SAVVY TIP: It’s important to know that the credit score provided by a credit reference agency won’t necessarily be the same as the one that a particular lender would give you.
General factors that reduce your credit score
Although different banks and credit providers have their own, unique credit score system, there are some factors that most take into account. These include:
1. Your home: Whether you own or rent your house, how long you’ve lived at your address and information about your postcode (the type of people who typically live there).
2. Court actions: If you’ve been declared bankrupt (which is called a ‘sequestration’ in Scotland), taken out an individual voluntary arrangement or IVA or had a county court judgement or CCJ registered against you (called a ‘decree’ in Scotland) in the past.
3. Your credit history: How reliable you have been and how many credit agreements you have been able to maintain. Some lenders will be reassured if you have a number of credit agreements that you can comfortably repay, others may be concerned about the amount of potential credit you have access to.
4. Your credit activity: If you have no credit agreements in place (or none that you are currently using), that doesn’t make you a good risk in lenders’ eyes. They say it makes how you’d handle credit harder to assess.
5. The electoral register: The electoral roll or electoral register is used by lenders to verify that you are who you say you are. You can register to vote online on the Gov.uk website at register to vote or if you’re in Northern Ireland, you can register to vote at the Electoral Office of Northern Ireland website. If you’re not on the electoral register, you will be marked down.
6. Your stability: Prospective lenders don’t really like change, so if you’ve recently changed jobs or switched bank, you’re likely to reduce your credit score.
7. Your job: Whether you are self-employed or employed and the level of your salary or earnings may also affect your credit score.
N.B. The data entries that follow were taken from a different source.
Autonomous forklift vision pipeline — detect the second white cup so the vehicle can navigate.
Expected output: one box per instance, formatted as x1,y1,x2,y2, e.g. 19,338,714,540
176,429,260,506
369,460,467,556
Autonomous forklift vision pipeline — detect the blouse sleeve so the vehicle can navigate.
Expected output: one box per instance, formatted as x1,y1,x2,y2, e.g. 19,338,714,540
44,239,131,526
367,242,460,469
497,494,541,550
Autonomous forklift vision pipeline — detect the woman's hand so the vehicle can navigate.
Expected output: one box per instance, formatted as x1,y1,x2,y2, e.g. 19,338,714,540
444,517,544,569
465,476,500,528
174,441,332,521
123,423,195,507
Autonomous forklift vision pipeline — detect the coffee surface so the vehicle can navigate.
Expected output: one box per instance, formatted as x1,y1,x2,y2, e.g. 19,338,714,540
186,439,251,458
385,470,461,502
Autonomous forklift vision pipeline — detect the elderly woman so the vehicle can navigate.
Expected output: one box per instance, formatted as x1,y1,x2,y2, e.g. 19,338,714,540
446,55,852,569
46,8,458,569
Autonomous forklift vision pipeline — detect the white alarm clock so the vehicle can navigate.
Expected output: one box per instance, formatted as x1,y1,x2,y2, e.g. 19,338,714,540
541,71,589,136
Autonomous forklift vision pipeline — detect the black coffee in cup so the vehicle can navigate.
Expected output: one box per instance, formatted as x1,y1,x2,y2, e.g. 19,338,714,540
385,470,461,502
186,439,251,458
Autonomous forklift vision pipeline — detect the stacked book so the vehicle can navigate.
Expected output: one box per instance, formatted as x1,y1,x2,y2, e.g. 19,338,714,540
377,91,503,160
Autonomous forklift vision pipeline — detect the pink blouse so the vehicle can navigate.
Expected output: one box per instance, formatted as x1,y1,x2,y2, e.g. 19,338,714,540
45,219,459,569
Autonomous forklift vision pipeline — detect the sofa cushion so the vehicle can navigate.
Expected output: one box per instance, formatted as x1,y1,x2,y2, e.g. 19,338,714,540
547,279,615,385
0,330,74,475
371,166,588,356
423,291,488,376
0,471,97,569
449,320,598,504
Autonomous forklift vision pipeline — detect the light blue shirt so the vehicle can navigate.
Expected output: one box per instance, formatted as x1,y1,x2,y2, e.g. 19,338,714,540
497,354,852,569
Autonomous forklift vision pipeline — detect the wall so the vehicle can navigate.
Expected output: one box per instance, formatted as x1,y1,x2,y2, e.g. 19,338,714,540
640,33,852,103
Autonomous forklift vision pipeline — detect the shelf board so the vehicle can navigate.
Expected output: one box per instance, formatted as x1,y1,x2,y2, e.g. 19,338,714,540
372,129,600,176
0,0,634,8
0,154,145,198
8. Other factors: These vary widely, but may include whether you’re already a customer of the company and/or whether you’re married or single.
Women and credit scoring
If you’ve taken out credit agreements in your own name and managed them well and you’ve not changed jobs every year or two, you could have a good credit score, but your score could be lower if you’ve not had much credit in your name or if you have no independent income. For example:
- 1. You’re a secondary card holder on credit card agreements. If your partner has a credit card account and you’ve been given a second card, that won’t show up on your file.
2. Your employment record is patchy (if you’ve given up work to look after children).
3. You have no independent income.
4.The accounts you have in your name were opened many years ago. At the moment, credit data isn’t shared from many accounts opened before the late 1990s, so if you have a bank account and credit card that you’ve had since the mid 1990s, it may appear to other lenders that you’ve never borrowed money.